The 3rd U.S. Circuit Court of Appeals repeatedly interfered with the FCC, said the International Center for Law & Economics in an amicus brief posted to Supreme Court docket 19-1241 Friday. ICLE filed in support of the petitions for certiorari from the NAB and FCC, seeking to have the 3rd Circuit’s Prometheus IV ruling overturned (see 2005220049). By vacating the FCC’s latest quadrennial review order, the 3rd Circuit panel substituted its judgment for that of Congress, which delegated authority to the agency to determine whether media ownership rules are needed, the brief said: “These outdated regulations have already contributed to an ‘extinction-level crisis’ in the newspaper industry, and the spread of that crisis to local broadcasters in smaller markets is imminent.” SCOTUS should hear the appeal because the 3rd Circuit’s ruling “will cause serious and immediate injury to the public’s First Amendment interest in preserving a strong local free press,” the brief said.
ATSC 3.0 broadcasts went live on four Las Vegas TV stations Tuesday, said BitPath, the new name for what had been the consortium SpectrumCo.

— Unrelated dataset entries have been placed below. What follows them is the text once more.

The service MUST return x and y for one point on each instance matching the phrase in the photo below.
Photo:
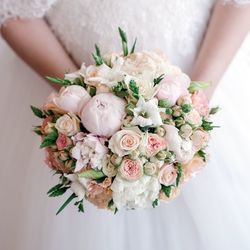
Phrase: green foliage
(198, 85)
(214, 110)
(92, 174)
(50, 139)
(59, 81)
(179, 174)
(134, 88)
(166, 190)
(158, 79)
(155, 203)
(133, 47)
(37, 112)
(66, 203)
(120, 90)
(124, 41)
(97, 56)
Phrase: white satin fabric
(213, 210)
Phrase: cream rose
(168, 175)
(200, 139)
(131, 170)
(68, 124)
(124, 142)
(71, 98)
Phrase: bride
(200, 36)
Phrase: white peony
(136, 194)
(183, 148)
(146, 113)
(89, 151)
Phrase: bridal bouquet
(126, 132)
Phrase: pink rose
(71, 98)
(172, 87)
(167, 175)
(200, 103)
(62, 141)
(131, 170)
(155, 144)
(103, 114)
(199, 139)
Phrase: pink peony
(103, 114)
(71, 98)
(155, 144)
(62, 141)
(200, 103)
(172, 87)
(131, 170)
(168, 175)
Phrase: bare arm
(227, 29)
(36, 44)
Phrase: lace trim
(23, 8)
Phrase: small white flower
(146, 113)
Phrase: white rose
(68, 124)
(136, 194)
(71, 98)
(124, 142)
(183, 149)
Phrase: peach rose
(168, 175)
(131, 170)
(192, 167)
(200, 103)
(68, 124)
(155, 144)
(200, 139)
(124, 142)
(103, 114)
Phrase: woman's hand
(36, 44)
(227, 29)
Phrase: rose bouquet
(126, 132)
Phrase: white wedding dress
(212, 212)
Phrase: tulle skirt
(212, 212)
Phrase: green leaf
(207, 125)
(214, 110)
(198, 85)
(179, 174)
(58, 192)
(166, 190)
(56, 187)
(155, 203)
(97, 56)
(133, 47)
(124, 41)
(50, 139)
(37, 112)
(59, 81)
(158, 79)
(72, 196)
(92, 174)
(134, 88)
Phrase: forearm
(226, 31)
(36, 44)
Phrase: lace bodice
(174, 26)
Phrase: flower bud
(116, 160)
(160, 131)
(161, 155)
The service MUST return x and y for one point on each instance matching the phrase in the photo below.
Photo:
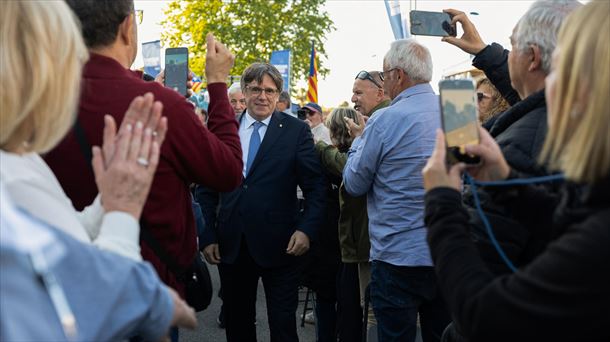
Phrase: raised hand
(470, 41)
(355, 130)
(124, 170)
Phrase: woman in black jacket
(562, 294)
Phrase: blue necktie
(255, 143)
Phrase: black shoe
(220, 320)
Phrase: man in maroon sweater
(190, 153)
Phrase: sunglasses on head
(481, 96)
(364, 75)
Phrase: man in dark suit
(259, 232)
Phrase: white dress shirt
(245, 132)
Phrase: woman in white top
(36, 114)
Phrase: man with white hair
(237, 98)
(385, 163)
(520, 131)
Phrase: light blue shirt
(111, 297)
(245, 132)
(386, 163)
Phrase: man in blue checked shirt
(385, 163)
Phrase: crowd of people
(107, 175)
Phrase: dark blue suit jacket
(265, 209)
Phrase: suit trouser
(349, 313)
(239, 283)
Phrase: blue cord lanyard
(511, 182)
(56, 293)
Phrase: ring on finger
(142, 161)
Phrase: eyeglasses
(382, 74)
(234, 101)
(256, 91)
(364, 75)
(481, 96)
(139, 16)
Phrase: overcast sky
(363, 36)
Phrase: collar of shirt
(416, 89)
(245, 133)
(249, 120)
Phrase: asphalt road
(208, 330)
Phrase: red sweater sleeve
(213, 157)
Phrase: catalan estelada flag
(312, 90)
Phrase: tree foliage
(252, 29)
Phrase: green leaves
(251, 29)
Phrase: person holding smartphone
(191, 153)
(520, 131)
(385, 163)
(562, 293)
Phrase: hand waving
(125, 166)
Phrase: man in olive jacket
(368, 96)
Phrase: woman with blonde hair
(43, 39)
(562, 294)
(325, 256)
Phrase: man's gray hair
(540, 26)
(285, 97)
(234, 88)
(412, 57)
(256, 71)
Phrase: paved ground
(208, 330)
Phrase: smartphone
(431, 24)
(176, 69)
(459, 118)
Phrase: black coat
(562, 295)
(264, 210)
(520, 133)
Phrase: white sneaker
(310, 318)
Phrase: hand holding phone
(470, 42)
(176, 69)
(218, 61)
(459, 118)
(431, 24)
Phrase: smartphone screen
(431, 24)
(176, 69)
(459, 118)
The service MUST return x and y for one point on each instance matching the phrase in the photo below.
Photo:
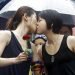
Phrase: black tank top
(62, 63)
(13, 50)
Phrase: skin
(54, 40)
(65, 30)
(27, 24)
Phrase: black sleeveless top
(13, 50)
(62, 63)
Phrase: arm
(71, 43)
(37, 65)
(5, 37)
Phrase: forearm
(7, 61)
(37, 68)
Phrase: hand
(21, 57)
(36, 50)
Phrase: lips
(26, 37)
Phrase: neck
(21, 30)
(52, 37)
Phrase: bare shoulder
(71, 42)
(5, 35)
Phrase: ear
(25, 17)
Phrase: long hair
(14, 21)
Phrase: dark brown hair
(52, 17)
(14, 21)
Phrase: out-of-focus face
(31, 23)
(65, 30)
(41, 25)
(39, 42)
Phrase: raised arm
(37, 64)
(5, 37)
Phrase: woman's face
(39, 42)
(41, 25)
(32, 21)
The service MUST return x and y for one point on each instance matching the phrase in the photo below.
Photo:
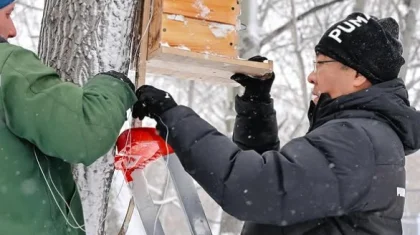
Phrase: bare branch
(283, 28)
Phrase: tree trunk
(80, 38)
(408, 32)
(249, 47)
(359, 6)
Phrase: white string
(77, 226)
(167, 174)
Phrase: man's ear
(361, 81)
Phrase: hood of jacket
(387, 102)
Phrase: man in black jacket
(345, 176)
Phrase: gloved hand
(256, 88)
(152, 102)
(121, 77)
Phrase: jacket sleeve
(63, 120)
(302, 181)
(255, 126)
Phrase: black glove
(121, 77)
(152, 102)
(256, 88)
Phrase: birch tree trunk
(249, 47)
(359, 5)
(80, 38)
(408, 32)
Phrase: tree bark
(248, 47)
(408, 32)
(80, 38)
(359, 6)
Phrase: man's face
(7, 28)
(332, 77)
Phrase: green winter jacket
(55, 123)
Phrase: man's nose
(311, 77)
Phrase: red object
(138, 146)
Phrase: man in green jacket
(45, 126)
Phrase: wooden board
(199, 36)
(196, 66)
(155, 27)
(222, 11)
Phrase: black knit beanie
(367, 44)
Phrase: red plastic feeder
(138, 146)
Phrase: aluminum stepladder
(182, 182)
(186, 192)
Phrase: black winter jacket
(345, 176)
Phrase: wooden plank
(144, 32)
(199, 36)
(155, 27)
(196, 66)
(222, 11)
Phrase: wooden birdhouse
(195, 39)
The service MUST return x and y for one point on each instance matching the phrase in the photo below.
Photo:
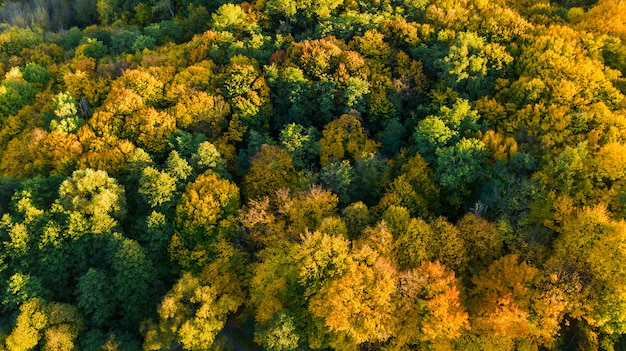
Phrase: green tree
(270, 169)
(96, 195)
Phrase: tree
(344, 138)
(359, 303)
(471, 66)
(52, 326)
(271, 168)
(196, 309)
(429, 307)
(157, 187)
(96, 195)
(205, 213)
(460, 166)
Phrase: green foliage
(415, 175)
(34, 73)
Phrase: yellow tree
(358, 306)
(205, 212)
(428, 306)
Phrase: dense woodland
(312, 174)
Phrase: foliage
(320, 174)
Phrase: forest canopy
(283, 175)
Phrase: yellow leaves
(429, 308)
(500, 147)
(150, 129)
(359, 303)
(123, 101)
(192, 313)
(59, 324)
(611, 161)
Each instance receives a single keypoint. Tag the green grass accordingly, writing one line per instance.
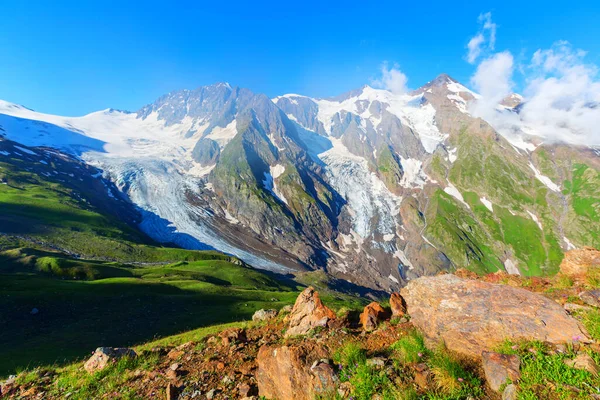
(86, 304)
(544, 374)
(120, 306)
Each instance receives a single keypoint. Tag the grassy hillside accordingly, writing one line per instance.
(84, 304)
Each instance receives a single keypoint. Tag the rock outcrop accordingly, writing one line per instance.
(294, 373)
(591, 297)
(264, 315)
(372, 315)
(398, 305)
(500, 368)
(308, 313)
(104, 355)
(577, 262)
(472, 316)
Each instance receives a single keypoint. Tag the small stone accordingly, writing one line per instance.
(308, 313)
(175, 354)
(510, 392)
(103, 355)
(398, 305)
(499, 368)
(246, 390)
(372, 315)
(584, 362)
(591, 297)
(422, 375)
(171, 374)
(171, 391)
(286, 309)
(264, 315)
(376, 362)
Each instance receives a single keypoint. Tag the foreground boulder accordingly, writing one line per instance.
(591, 297)
(372, 315)
(398, 305)
(308, 313)
(294, 373)
(500, 368)
(577, 262)
(472, 316)
(105, 355)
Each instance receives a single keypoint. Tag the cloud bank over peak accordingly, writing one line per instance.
(561, 93)
(391, 79)
(485, 38)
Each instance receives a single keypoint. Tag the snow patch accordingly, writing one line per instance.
(511, 267)
(570, 246)
(487, 203)
(454, 192)
(544, 179)
(413, 175)
(535, 218)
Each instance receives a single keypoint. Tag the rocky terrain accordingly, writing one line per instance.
(443, 337)
(372, 187)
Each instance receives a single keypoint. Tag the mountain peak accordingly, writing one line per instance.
(441, 79)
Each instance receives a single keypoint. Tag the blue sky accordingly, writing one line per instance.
(75, 57)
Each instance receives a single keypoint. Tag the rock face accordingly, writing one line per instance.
(398, 305)
(264, 315)
(472, 316)
(308, 313)
(591, 297)
(372, 315)
(103, 355)
(578, 262)
(293, 373)
(499, 368)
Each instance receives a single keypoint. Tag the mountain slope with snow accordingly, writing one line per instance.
(374, 187)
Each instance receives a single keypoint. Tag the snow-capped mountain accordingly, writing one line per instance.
(372, 186)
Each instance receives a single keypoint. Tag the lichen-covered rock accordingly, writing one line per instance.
(372, 315)
(591, 297)
(500, 368)
(294, 373)
(308, 313)
(398, 305)
(264, 315)
(577, 262)
(472, 316)
(233, 335)
(584, 362)
(104, 355)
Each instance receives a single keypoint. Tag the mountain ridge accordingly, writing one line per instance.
(371, 186)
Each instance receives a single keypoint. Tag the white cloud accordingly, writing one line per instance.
(561, 96)
(392, 79)
(485, 38)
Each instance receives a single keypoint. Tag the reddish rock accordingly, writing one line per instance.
(294, 373)
(398, 305)
(308, 313)
(577, 262)
(499, 368)
(171, 391)
(591, 297)
(472, 316)
(103, 355)
(175, 354)
(372, 315)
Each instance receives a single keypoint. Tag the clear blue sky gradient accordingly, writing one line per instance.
(75, 57)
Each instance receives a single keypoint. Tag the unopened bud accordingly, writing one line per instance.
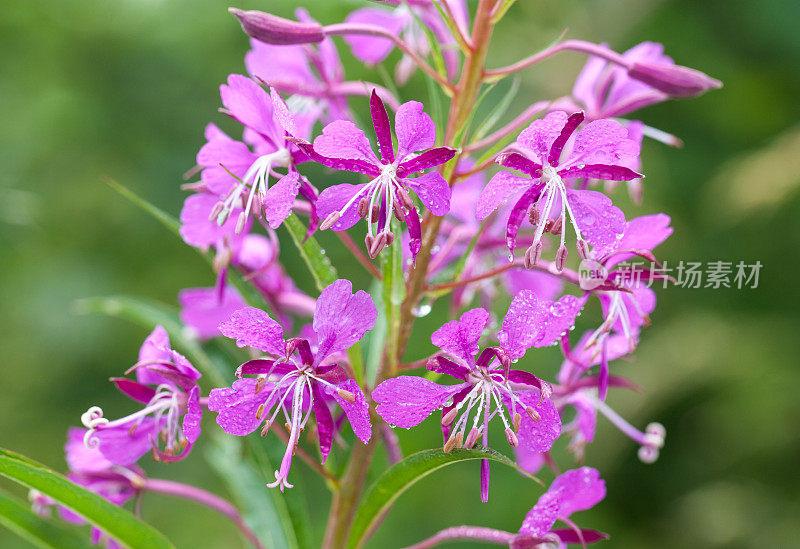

The stations airing the NextGenTV feed are Sinclair's KSNV and KVCW, Nexstar’s KLAS-TV and E.W. Scripps’ KTNV-TV. This is the first multi-station full-power deployment of the new standard, said BitPath. The stations are working together to also air their 1.0 streams, it said. “We look forward to cooperating with other broadcasters to roll out this new technology across the country,” said Nexstar CEO Perry Sook. Using the same technology that powers NextGenTV, BitPath "will launch innovative new services and bring important new revenue streams to broadcasters," said BitPath CEO John Hane. Las Vegas stations had planned to go live with 3.0 during the 2020 NAB Show, but the COVID-19 pandemic forced the event's cancellation (see 2005140066).
The U.S. Supreme Court should hear the FCC and NAB’s appeal of the 3rd U.S. Circuit Court of Appeals Prometheus IV decision, said an amicus brief filed in docket 19-1241 Friday from the CBS, ABC, NBC and Fox affiliate associations. Gray Television filed an amicus brief Wednesday (see 2005200055). “Without healthy, economically viable television stations, there will be no opportunities for women or racial minorities to own, operate, or invest in local broadcast businesses at all,” said the brief, urging SCOTUS to prevent broadcasters from going the way of local newspapers. TV broadcasters face competition from entities that are largely unregulated, and the 3rd Circuit’s repeated decisions on ownership orders have prevented the FCC from modernizing rules to reflect the current marketplace, the brief said. “That judicial obstruction has already taken a substantial toll on local broadcasters, and without this court’s intervention at this stage that toll may well be fatal,” the brief said. COVID-19 highlighted the importance of local broadcasters, but TV stations “cannot fulfill that critical role” if their businesses are “unable to survive in today’s fast-paced, increasingly diverse, and exceedingly competitive media marketplace,” the affiliate groups said.